Dispute resolution mechanism in India

Telangana Lok Adalat or Telangana State Legal Services Authority (People's Court) is a statutory and autonomous body formed under the Legal Services Authorities Act, 1987, as an alternative dispute resolution mechanism used in the state of Telangana, as per the Constitution of India. The legal body utilizes the Indian legal mechanism of Lok Adalat, an alternative dispute redressal mechanism that enables cases pending in courts of law or in pre-litigation stages to be resolved amicably. It is recognised as a statutory authority under the Legal Services Authorities Act, 1987, and the Lok Adalat decisions made by the body are deemed to be final civil court judgements enforceable on both parties and not appealable in any court of law. However, by approaching the court of appropriate jurisdiction, litigation can be initiated by any party in the suit if they are dissatisfied with the decision of the Lok Adalat (in the absence of any provision for appeal against such an award).

"Section 22 B of The Legal Services Authorities Act 1987 provides for the establishment of Permanent Lok Adalats (PLA) for exercising jurisdiction in respect of one or more public utility services (PUS). Section 22 A of The Legal Services Authorities Act 1987 states what constitutes 'Public Utility Services' for Permanent Lok Adalat".

== History and Administration ==
Telangana Lok Adalat is designed to provide constitutional protection guaranteed under Article 14 and 39-A of the Constitution of India, of “ACCESS TO JUSTICE FOR ALL”. The provisions of Constitution had been drafted to help every citizen to get justice irrespective of their economic or other limitations. The primary value laid down as per Indian Constitutional philosophy is individual dignity which forms the basis of human rights and demands on a holistic basis of civil, political, economic, social, and cultural rights.

The Telangana Lok Adalat has been established with the objective of ensuring accessible, practical, and effective dispute resolution while upholding the principles of equality and impartiality enshrined in the Constitution of India. It assumes particular significance in addressing the needs of people affected by poverty, illiteracy, and limited access to the formal justice system.
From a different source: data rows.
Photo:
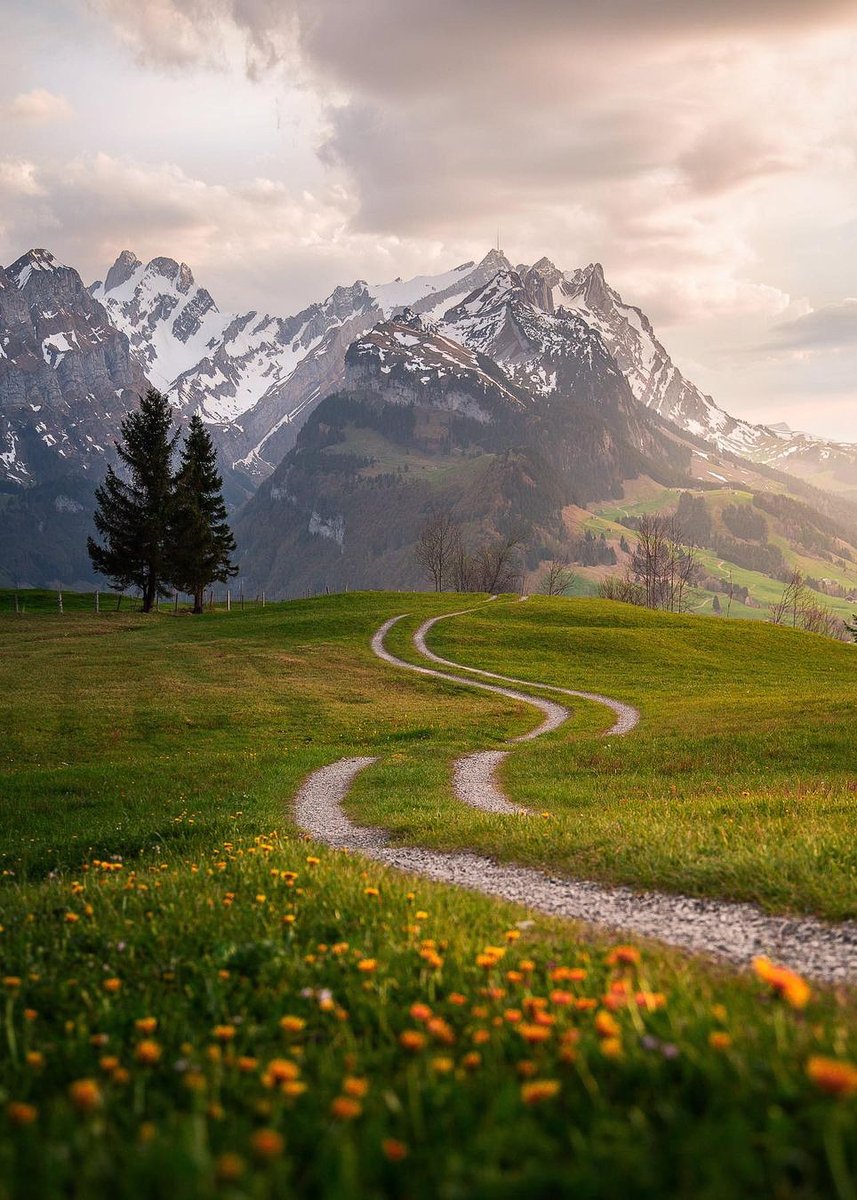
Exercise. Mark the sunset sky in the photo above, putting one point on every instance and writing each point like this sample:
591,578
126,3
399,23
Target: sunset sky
703,150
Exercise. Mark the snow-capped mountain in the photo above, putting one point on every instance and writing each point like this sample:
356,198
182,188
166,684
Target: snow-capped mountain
67,376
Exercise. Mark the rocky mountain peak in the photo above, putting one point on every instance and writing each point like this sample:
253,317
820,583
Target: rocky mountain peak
34,261
121,270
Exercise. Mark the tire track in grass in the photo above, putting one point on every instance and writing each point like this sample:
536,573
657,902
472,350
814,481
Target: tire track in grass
732,931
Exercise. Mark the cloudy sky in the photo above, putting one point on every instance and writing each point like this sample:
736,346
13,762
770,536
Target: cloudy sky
703,150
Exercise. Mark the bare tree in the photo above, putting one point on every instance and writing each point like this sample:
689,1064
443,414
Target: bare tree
663,563
437,545
556,579
622,587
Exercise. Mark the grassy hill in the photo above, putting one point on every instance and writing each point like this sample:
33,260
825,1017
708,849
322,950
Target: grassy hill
198,999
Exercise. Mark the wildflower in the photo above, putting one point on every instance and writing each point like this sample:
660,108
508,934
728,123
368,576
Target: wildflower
84,1095
345,1108
606,1025
533,1033
229,1168
833,1075
568,975
537,1090
787,984
279,1071
148,1053
267,1143
21,1114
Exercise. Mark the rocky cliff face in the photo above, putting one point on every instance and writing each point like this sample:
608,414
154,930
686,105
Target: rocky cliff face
67,376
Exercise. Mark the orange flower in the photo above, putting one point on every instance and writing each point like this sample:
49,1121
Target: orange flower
412,1039
533,1033
267,1144
791,987
606,1026
84,1095
279,1071
833,1075
537,1090
345,1108
21,1114
148,1053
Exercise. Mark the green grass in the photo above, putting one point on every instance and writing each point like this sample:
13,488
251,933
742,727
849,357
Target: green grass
738,781
169,749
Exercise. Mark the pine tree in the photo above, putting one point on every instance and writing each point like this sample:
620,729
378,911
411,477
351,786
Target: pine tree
132,515
201,540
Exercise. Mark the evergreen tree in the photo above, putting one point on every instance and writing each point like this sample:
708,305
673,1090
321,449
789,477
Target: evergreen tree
132,515
201,540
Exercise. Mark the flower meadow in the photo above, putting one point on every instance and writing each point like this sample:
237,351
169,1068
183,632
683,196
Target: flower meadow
265,1020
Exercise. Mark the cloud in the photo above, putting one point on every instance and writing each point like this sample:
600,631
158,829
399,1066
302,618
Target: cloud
36,107
829,328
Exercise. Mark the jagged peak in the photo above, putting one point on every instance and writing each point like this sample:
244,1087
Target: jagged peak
36,259
495,261
123,269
Lok Adalats are constituted at below levels:

- State Authorities.
- High Court.
- District and Taluka level.

1. Chairman.

2. Secretaries.

- Mandal Committees.
- Mediation Centres.

Types of Lok Adalat:

- Permanent Lok Adalat - Provides mechanism for adjudging cases referred under public utility services like transport, postal and telegraph.
- National Lok Adalat - Held from year 2015, every month on specific topic across India. These are held on a single day disposing off large number of pending cases.
- Mega Lok Adalat - Held across all courts in state in a single day.
- Mobile Lok Adalats - These types of Lok Adalats are organised occasionally which travel from one place to other across country occasionally and help resolving disputes.
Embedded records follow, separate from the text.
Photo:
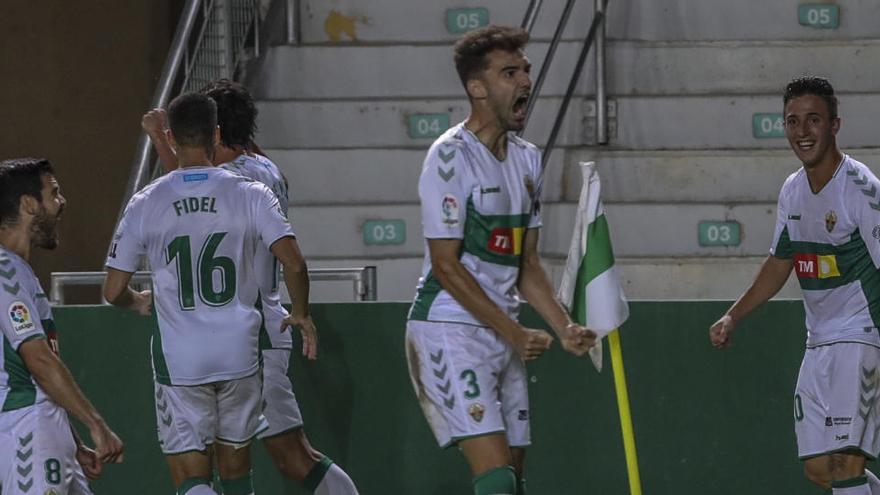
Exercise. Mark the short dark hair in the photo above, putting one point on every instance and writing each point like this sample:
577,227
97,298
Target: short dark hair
236,112
812,85
20,177
192,118
472,48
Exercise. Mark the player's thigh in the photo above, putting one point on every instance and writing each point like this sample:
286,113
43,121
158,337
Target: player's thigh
40,452
239,410
279,401
186,417
835,403
486,452
514,397
455,370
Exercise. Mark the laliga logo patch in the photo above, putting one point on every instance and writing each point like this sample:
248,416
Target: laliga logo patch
449,207
20,317
476,411
830,220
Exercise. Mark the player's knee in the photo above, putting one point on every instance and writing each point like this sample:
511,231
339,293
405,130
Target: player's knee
500,481
818,473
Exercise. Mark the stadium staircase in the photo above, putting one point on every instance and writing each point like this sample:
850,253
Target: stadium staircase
695,127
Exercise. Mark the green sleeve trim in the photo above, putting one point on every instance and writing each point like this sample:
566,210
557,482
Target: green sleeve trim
316,475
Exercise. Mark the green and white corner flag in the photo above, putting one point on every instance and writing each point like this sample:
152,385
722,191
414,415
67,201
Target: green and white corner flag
590,285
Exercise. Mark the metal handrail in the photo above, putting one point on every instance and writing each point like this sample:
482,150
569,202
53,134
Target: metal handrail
184,54
598,20
364,279
531,15
548,59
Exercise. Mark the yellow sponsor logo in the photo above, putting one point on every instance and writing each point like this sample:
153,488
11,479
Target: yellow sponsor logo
827,265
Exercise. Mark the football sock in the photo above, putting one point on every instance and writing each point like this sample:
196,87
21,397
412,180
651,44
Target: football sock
238,486
326,478
498,481
195,486
521,486
852,486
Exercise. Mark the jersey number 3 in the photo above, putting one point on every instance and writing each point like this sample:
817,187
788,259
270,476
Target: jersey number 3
180,251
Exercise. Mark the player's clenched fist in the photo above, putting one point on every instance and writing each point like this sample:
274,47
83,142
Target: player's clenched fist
531,343
719,333
307,330
153,122
577,339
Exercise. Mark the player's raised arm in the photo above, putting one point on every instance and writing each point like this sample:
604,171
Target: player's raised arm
154,124
55,379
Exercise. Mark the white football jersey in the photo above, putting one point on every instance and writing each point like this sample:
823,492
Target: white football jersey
267,268
467,194
28,316
833,236
201,228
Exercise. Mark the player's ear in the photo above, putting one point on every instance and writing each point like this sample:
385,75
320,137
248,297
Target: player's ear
28,204
171,141
476,89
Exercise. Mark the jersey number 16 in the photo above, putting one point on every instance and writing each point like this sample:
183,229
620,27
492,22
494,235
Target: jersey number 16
179,250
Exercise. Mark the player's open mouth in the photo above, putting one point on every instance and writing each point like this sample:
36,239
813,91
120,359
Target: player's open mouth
806,145
520,106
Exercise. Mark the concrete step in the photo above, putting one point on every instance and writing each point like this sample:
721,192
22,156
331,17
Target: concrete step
361,177
637,230
641,278
640,123
426,20
386,123
633,68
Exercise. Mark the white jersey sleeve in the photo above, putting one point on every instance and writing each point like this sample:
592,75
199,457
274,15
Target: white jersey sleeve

== Lok Adalat Committee and Complaint Procedures ==

Lok Adalat settles disputes which can be mutually resolved and mostly relate to matrimonial, damages and partition suits. The following are the requirements of the cases before Lok Adalat:

- Lok Adalat takes up cases which are civil in nature (including marriage, and family disputes) and compoundable criminal cases.
- It accepts cases pending in regular court under their jurisdiction.
- The main condition of the Lok Adalat is that both parties in dispute agree for settlement.
- The court fee paid initially in the court for the complaints/petition is refunded to the parties, as no court fee is chargeable if a matter referred in the Lok Adalat and is resolved with parties agreeing to bind by it.
- Procedural laws and the Evidence Act are not strictly followed while assessing claims.
- Decisions are binding on the parties and its order is capable of execution through legal process.

The following types of cases can be admitted in Lok Adalat.

1. Any dispute or case pending in any court of law in India.

- Criminal offences which are compoundable.
- Cases under section 138 of Negotiable Instruments Act.
- Issues relating to recovery of money.
- Issues under Indian Motor Vehicles Act,1988.
- Issues relating to labour disputes.
- Issues relating to public utility bills like electricity, water etc. excluding Non Compoundable offences.
- Issues relating to Matrimony.

2. Any dispute to be planned to filed in Court but did not come up for hearing in front of it. Following Pre-Litigation cases can also be filed in Lok-Adalat.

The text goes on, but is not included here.